Support a major Federal infrastructure plan with adequate funding.  The new congress elected in 2018 has placed a high priority on funding infrastructure projects, but no details have yet emerged.  Inland Action supports a major infrastructure funding bill that will address infrastructure deficiencies throughout the country, including crumbling roads, bridges and airports.  Additionally, the minimum duration of any federal infrastructure plan should be ten years as projects take a decade or more to deliver.  Congress currently authorizes surface transportation bills with three to six-year durations.  While this assists in keeping up with technological advances, it does not afford the long-term certainty of federal funding for projects that take ten to fifteen years to deliver.  Passing long-term legislation that can be adjusted periodically as necessary to incorporate innovations while maintaining long-term funding commitments is important, especially when local dollars are leveraged with state and federal funds to deliver a decades long program.

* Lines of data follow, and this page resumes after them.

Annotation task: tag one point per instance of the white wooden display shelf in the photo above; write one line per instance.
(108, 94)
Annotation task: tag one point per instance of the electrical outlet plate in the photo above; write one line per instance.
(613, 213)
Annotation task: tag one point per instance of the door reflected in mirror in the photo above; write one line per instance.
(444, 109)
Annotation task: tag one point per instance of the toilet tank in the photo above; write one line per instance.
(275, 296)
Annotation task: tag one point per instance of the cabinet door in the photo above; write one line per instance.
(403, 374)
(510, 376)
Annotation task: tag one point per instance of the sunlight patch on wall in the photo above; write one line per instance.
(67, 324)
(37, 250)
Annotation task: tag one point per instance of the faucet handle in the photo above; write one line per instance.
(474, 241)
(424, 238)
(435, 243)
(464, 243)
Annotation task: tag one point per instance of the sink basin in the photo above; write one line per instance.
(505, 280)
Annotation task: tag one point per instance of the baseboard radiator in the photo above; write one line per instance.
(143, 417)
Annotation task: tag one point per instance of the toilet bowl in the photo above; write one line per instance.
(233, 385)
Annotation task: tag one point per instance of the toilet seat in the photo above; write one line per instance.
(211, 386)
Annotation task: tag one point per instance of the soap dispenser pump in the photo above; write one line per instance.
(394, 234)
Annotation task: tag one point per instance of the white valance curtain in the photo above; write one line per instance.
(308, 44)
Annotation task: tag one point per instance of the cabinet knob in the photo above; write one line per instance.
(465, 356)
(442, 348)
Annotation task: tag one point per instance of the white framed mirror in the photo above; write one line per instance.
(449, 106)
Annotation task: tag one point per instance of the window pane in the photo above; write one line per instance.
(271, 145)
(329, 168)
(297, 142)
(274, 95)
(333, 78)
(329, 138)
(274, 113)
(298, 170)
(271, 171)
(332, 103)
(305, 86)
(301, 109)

Support REBUILD Act H.R. 363 (Calvert) to accelerate highway projects through NEPA delegation.  Congressman Ken Calvert (CA-42) reintroduced the Reducing Environmental Barriers to Unified Infrastructure and Land Development (REBUILD) Act to reduce the cost and speed up the construction of infrastructure projects, while maintaining strong environmental protections. The REBUILD Act allows any state to enter into a Memorandum of Understanding with a designated federal agency that has environmental review responsibilities under NEPA and assume the review responsibilities of that agency. Under the REBUILD Act, states would still be required to uphold the same NEPA standards or greater. By assuming these responsibilities states could integrate NEPA compliance into their own state approval processes, thereby streamlining construction timelines and eliminating the need for redundant reviews at the federal level, all while upholding high standards of environmental stewardship.

The streamlined process is modeled after a pilot program created in SAFETEA-LU (Section 327 – Title 23 USC) that allowed a limited number of states to take on the task of ensuring National Environmental Policy Act (NEPA) compliance for highway projects under the Federal Highway Administration (FHWA).  In those states that chose to assume this responsibility, the length of time to complete a project review was reduced by an average of 17 months while also ensuring that goals of the NEPA process were not compromised.

[1]              One of the 28 currently authorized judgeships in the District is a temporary position.